Byron was a key contributor as a member of the Denver Broncos back-to-back Super Bowl wins (Super Bowl XXXII & XXXIII). He was voted to the 2002 Pro Bowl while with the Minnesota Vikings. Byron finished his career with 167 catches for 2,048 yards (12.3) with 6 touchdowns.

==NFL career statistics==

| Year | Team | GP | Receiving |  |  |  |  |  | Fumbles |  |
| Rec | Yards | Avg | Lng | TD | FD | Fum | Lost |
| 1995 | DEN | 5 | 1 | 11 | 11.0 | 11 | 0 | 1 | 0 | 0 |
| 1996 | DEN | 11 | 12 | 129 | 10.8 | 17 | 0 | 9 | 0 | 0 |
| 1997 | DEN | 10 | 2 | 18 | 9.0 | 9 | 0 | 1 | 0 | 0 |
| 1998 | DEN | 16 | 3 | 35 | 11.7 | 16 | 0 | 3 | 0 | 0 |
| 1999 | DEN | 16 | 32 | 488 | 15.3 | 88 | 2 | 18 | 0 | 0 |
| 2000 | DEN | 15 | 22 | 283 | 12.9 | 38 | 1 | 12 | 0 | 0 |
| 2001 | MIN | 16 | 57 | 666 | 11.7 | 47 | 3 | 28 | 1 | 1 |
| 2002 | MIN | 13 | 34 | 389 | 11.4 | 61 | 0 | 15 | 0 | 0 |
| 2003 | WAS | 4 | 4 | 29 | 7.3 | 15 | 0 | 1 | 0 | 0 |
| Career |  | 106 | 167 | 2,048 | 12.3 | 88 | 6 | 88 | 1 | 1 |

==Personal life==
In August 1997, Chamberlain pleaded guilty to harassment charges against his then-wife, Robyn. He was placed on probation for two years. He also was ordered to pay a $138 fine and be evaluated for drug use. Less than a month later, he was arrested and faced domestic violence charges.

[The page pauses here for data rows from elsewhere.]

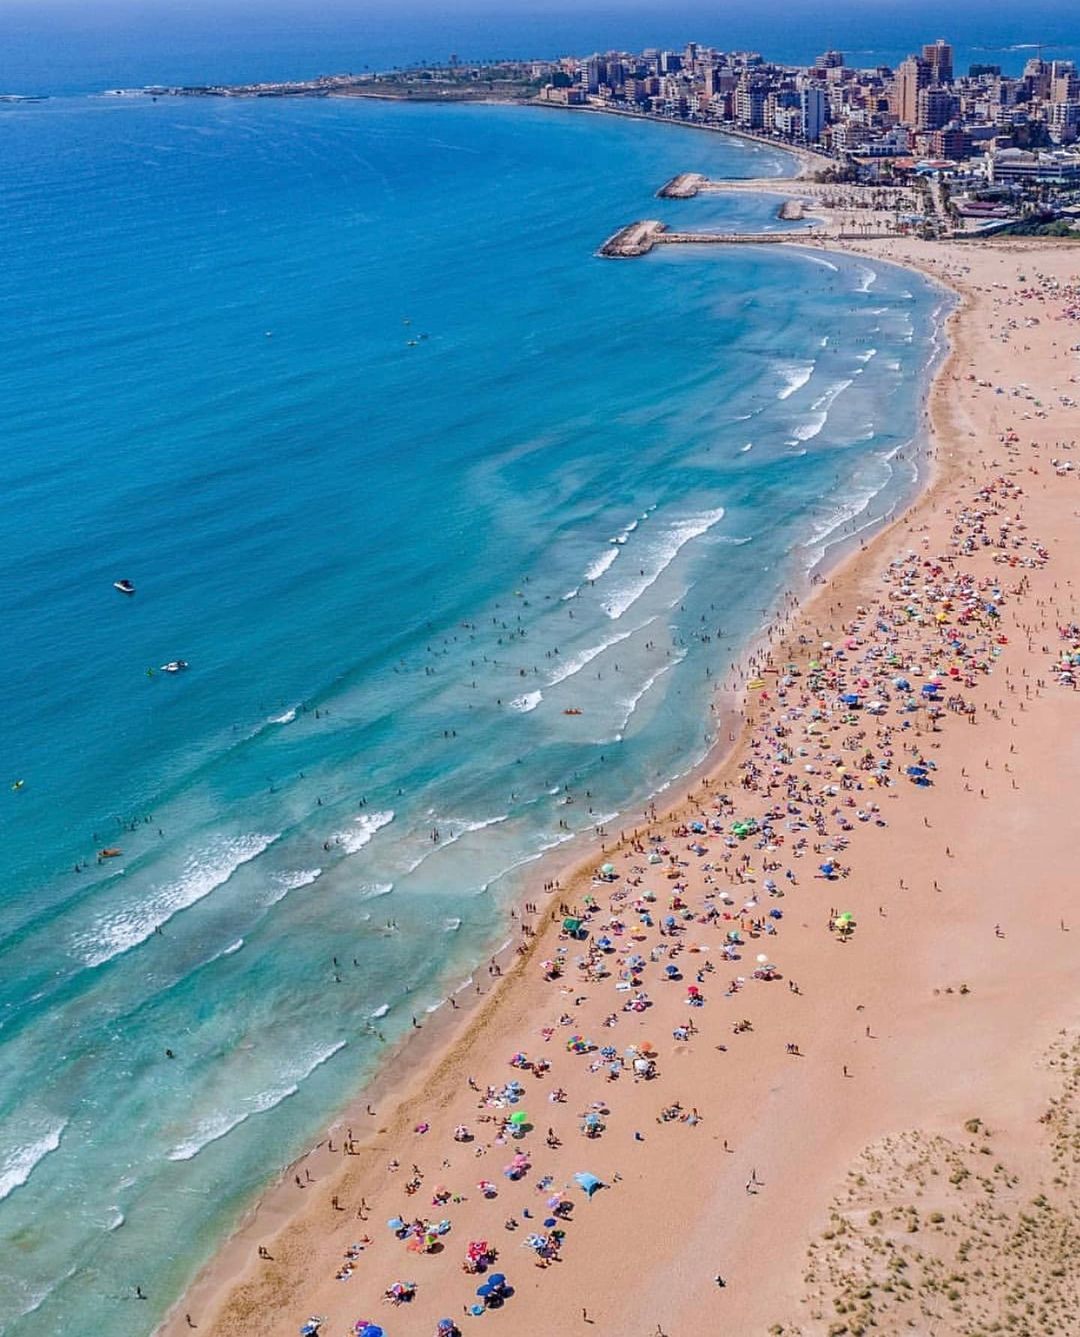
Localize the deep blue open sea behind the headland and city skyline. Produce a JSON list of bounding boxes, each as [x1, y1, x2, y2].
[[0, 0, 1080, 94]]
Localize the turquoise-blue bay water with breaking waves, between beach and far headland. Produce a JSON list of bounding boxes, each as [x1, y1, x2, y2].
[[0, 99, 940, 1337]]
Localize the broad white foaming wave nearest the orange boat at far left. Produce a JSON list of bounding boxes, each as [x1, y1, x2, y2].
[[72, 832, 281, 968]]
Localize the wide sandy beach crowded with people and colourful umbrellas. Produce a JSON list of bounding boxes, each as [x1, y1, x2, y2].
[[162, 229, 1080, 1337]]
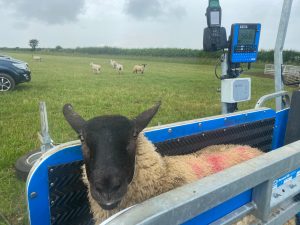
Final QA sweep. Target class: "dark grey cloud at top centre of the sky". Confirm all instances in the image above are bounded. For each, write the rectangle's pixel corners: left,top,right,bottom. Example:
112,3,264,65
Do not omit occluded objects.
124,0,186,20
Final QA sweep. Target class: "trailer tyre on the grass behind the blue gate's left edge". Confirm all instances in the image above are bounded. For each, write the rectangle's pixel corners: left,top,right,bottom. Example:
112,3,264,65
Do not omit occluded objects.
15,149,43,181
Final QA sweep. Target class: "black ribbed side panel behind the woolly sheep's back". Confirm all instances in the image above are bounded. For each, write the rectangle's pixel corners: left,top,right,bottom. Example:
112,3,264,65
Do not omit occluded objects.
155,118,275,155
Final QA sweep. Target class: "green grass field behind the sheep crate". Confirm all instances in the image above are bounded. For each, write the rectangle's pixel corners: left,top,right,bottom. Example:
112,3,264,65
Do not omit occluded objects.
0,53,282,225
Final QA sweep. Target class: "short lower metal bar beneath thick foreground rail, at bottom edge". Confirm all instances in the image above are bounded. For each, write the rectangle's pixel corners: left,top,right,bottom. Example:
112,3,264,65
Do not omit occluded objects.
210,202,256,225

In 2003, Chamberlain was cut by the Vikings following a four-game suspension for using the weight-loss drug ephedra. Subsequently, he signed by the Redskins and cut again.

In the fall of 2008, Chamberlain returned to Wayne State in Wayne, Nebraska to complete his degree. Friday, December 19, 2008, Chamberlain received his bachelor's degree in Communications.

Chamberlain started the Byron Chamberlain Foundation in 2000 to assist underserved individuals and communities. Some of the foundations programs have included sports camps for underprivileged kids, clothes and shoe drives, food drives, toy drives as well as health education.

Chamberlain is married to business developer, Angelique Chamberlain.